Avec l’aimable autorisation du révérend Brian Colbourne

UNE QUESTION DE JUSTICE

Les forestiers eux-mêmes se tournent parfois vers la presse pour revendiquer une meilleure reconnaissance, comme en témoigne cette lettre au rédacteur en chef du The Evening Telegram, le 4 février 1919, ici traduite de l’anglais.

Veuillez m’accorder de l’espace dans votre journal très important pour parler de la paye et d’autres sujets relatifs à la Newfoundland Forestry [Companies]. Je pense, Monsieur l’Éditeur, qu’ils devraient être alignés sur la paye du régiment. Je ne dis pas qu’ils devraient en recevoir autant, mais ils sont tout simplement oubliés. Lorsque nous nous sommes enrôlés, nous avons été traités comme des soldats. Nous avons reçu le même salaire et les mêmes provisions que les [soldats] réguliers… [L]orsque nous avons été libérés, nous n’avons reçu que vingt dollars (20,00 $) pour les vêtements, et maintenant les soldats de ligne reçoivent soixante dollars (60,00 $). Ce n’est pas juste et il faut faire quelque chose pour les forestiers. C’est donc à la Great War Veterans Association de décider si elle va nous aider ou non.

Une photographie ovale colorisée d'un homme en uniforme marron sur un fond doux de verts. Il porte des lunettes rondes à monture métallique et se tient debout, les jambes écartées, tenant un bâton de fanfaronnade à deux mains et le reposant contre ses cuisses.

Le soldat William Woodford, Newfoundland Forestry Companies, vers 1917.
Avec l’aimable autorisation de la division des archives provinciales The Rooms, A56-113

PORTRAIT D’UN FORESTIER

William J. Woodford (no 8211 de la NFC) de St. John’s a 21 ans lorsqu’il s’enrôle dans la Grande Guerre, le 28 mai 1917. Il est l’un des trois frères Woodford à partir outre-mer : son frère Frank (no 364 du NR), membre du Newfoundland Regiment, perd la vie lors de la bataille de Beaumont-Hamel le 1er juillet 1916, et Michael s’engage au sein de la NFC (no 8030) en avril 1917. William ne pouvant faire son service ordinaire au sein du régiment (à cause de son œil de verre) devient lui aussi forestier.

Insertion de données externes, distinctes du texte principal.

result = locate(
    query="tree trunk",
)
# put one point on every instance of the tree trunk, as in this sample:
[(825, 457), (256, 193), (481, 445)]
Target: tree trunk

William servira jusqu’à la fin de la guerre. Lors de sa démobilisation (le 9 juillet 1919), il est caporal suppléant. Il épouse Jessie Elizabeth Ross, de Kingussie, dans l’Inverness-shire, en Écosse. Le couple s’installe à St. John’s (Terre-Neuve), où William occupera divers postes au sein du service postal de Terre-Neuve. En 1949, il est nommé membre de l’Empire britannique (MBE) pour son travail au sein de la section de St. John’s du Great War Veterans’ Association of Newfoundland, une association qui défend le bien-être des anciens combattants de la Grande Guerre.